Friday, September 10, 2010

Life Goes On

Hey Readers,

It's been a while since my last post.  I think I'm well overdue.  Not a lot has happened since my last post.  Obviously, I've lost more weight.  I'm about 230.  For the first time, in a very long time, I feel great.  I recently had to go out and purchase two suits for a few "meetings" (read between the lines) and it was great to purchase a suit and not have to get MAJOR alterations.  Before my surgery I was wearing about a 54-56 in the chest.  This time around, I was able to buy a 46.  It may not seem like much to you all, but it was a big difference to me.  I was actually able to take the suit off the rack, go in the dressing room, put it on and it FIT.  The only thing the tailor had to fix was the cuff on the pants.  I wanted to scream from the rooftops.  Especially since, the first suit I bought was just like the one my late uncle, Harold Brown, -- who was one hell of a dresser -- bought and it's now my good luck suit. 
Me (at a "meeting") & one of my dearest friends Yvonne.
She's the morning anchor at NBC 30 in Hartford, CT.

Since I'm talking about sizes, I bought some jeans a few weeks ago and for the first time in a very, very, very long time the waist size was a 38.  That too is one hell of a jump considering I was a 52 or 54 before. 

As I approach my 7th month celebration of "The New Me" I have to say life is good.  I can't complain. 

As always, if you know someone who's considering weight loss and they need someone to talk to, feel free to send them my way.  I'm happy to talk to and help people in anyway possible.

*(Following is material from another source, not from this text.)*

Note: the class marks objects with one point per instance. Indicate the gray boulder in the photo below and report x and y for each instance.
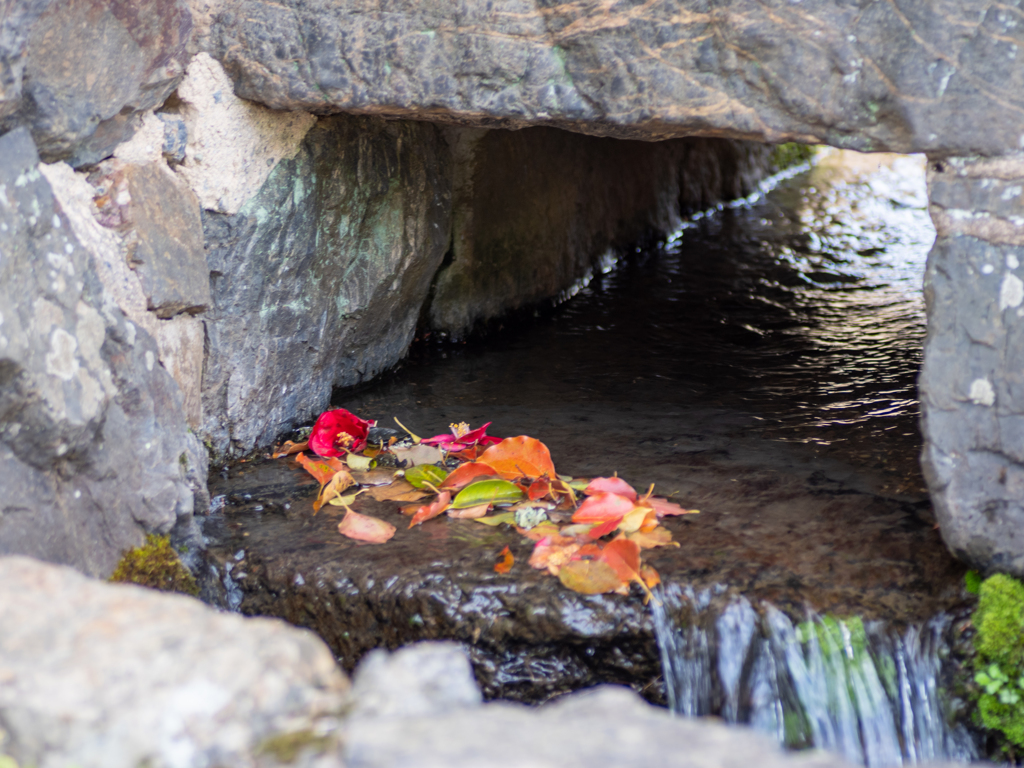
(94, 450)
(117, 676)
(915, 76)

Thank all of you for your support, kind words and prayers.  I really appreciate it. 

Love and Peace. 

Tuesday, July 6, 2010

Working Through It!

Hello everyone.  It's been a while since I've updated my blog -- about a month and a half -- so here goes.  For the most part my blog posts have been pretty good and upbeat, but this time I'm going to talk about a few serious issues I'm dealing with.  Don't worry, I'm not regretting my decision, just somethings I'm going through.  Remember, when I first started this blog, my goal was to be upfront and honest about what I'm going through with my readers/followers. 

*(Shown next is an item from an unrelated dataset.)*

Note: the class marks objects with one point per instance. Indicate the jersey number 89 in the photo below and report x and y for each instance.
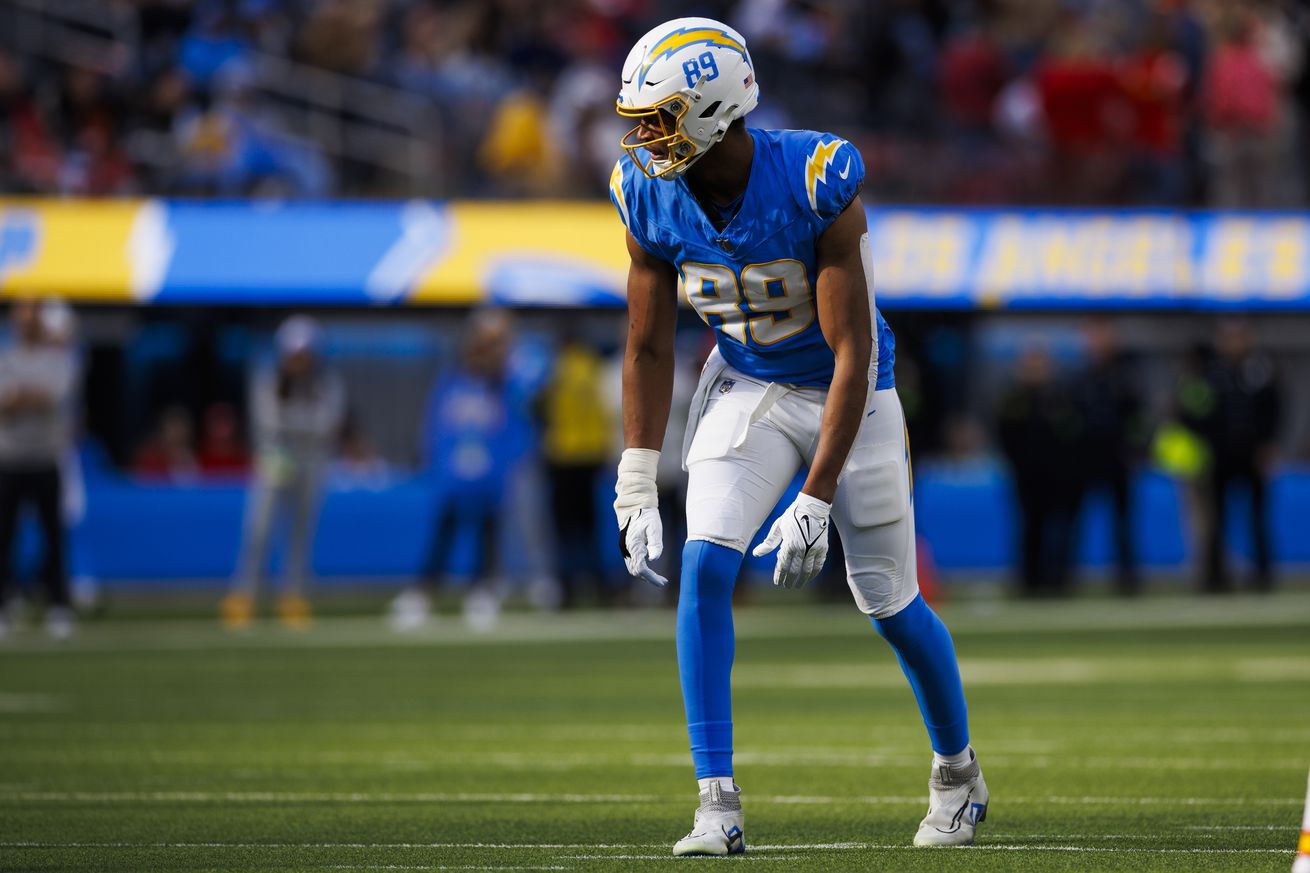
(769, 302)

As many of you know, my decision to have weight loss surgery and to actually go through with the procedure was a long process.  Growing up, I was always the little chubby kid that was running around and keeping up with my friends.  For some of you who knew me as a child I dealt with some self-esteem issues.  Around the age of 20 ... maybe 21 ... I had reached the point in my life where I accepted things.  I accepted the fact that I was going to be a big guy for the rest of my life.  For once I was happy with my life and where things were going.  (Allow my to go off course for a second or two... I had the surgery for health reasons, type 2 diabetes.  I didn't have the surgery to get skinny or be more appealing to others.)  After I getting my surgery approved I just figured my life would only get better ... remember I was at a point to where I was happy with things.  But, I'm dealing with an ugly demon ... one I WASN'T expecting to rear its ugly head.  SELF-ESTEEM! 

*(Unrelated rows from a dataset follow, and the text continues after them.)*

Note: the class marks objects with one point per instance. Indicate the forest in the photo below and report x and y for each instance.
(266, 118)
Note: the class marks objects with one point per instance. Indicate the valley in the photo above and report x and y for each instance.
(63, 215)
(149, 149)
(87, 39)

This may sound crazy, but now, to a certain point, I'm dealing with self-esteem issues again.  I hear a lot of people tell me that I look great, nice and all that stuff, but I just don't see it.  Most of the time, I put up a good front b/c I think that's what people expect, but it's tough.  Remember, I had accepted the fact that I was going to be the "old" Maestro ... sorry Travis ... (my entire family and childhood friends call me Maestro) the big guy, more than likely single for ever.  I made peace with that and was ready to live my life to the best of my ability.  Now, when I pass by the mirror or see pictures of myself, I feel uncomfortable with what I see staring back at me (in the mirror) or the person posing in the picture.  I don't see the handsome, good looking guy people say I am. 

Is that crazy or what? I'm not exactly sure how to handle it.  I didn't think it would be so hard to accept the "new" me.  I guess it's just a part of the process.  I'm sure things will get better. 

I didn't write this post to get people to feel sorry for me, but I just wanted to get it off my chest. 

That's it.  To quote my good friend Sherry Williams.  Good Night Friends & Neighbors.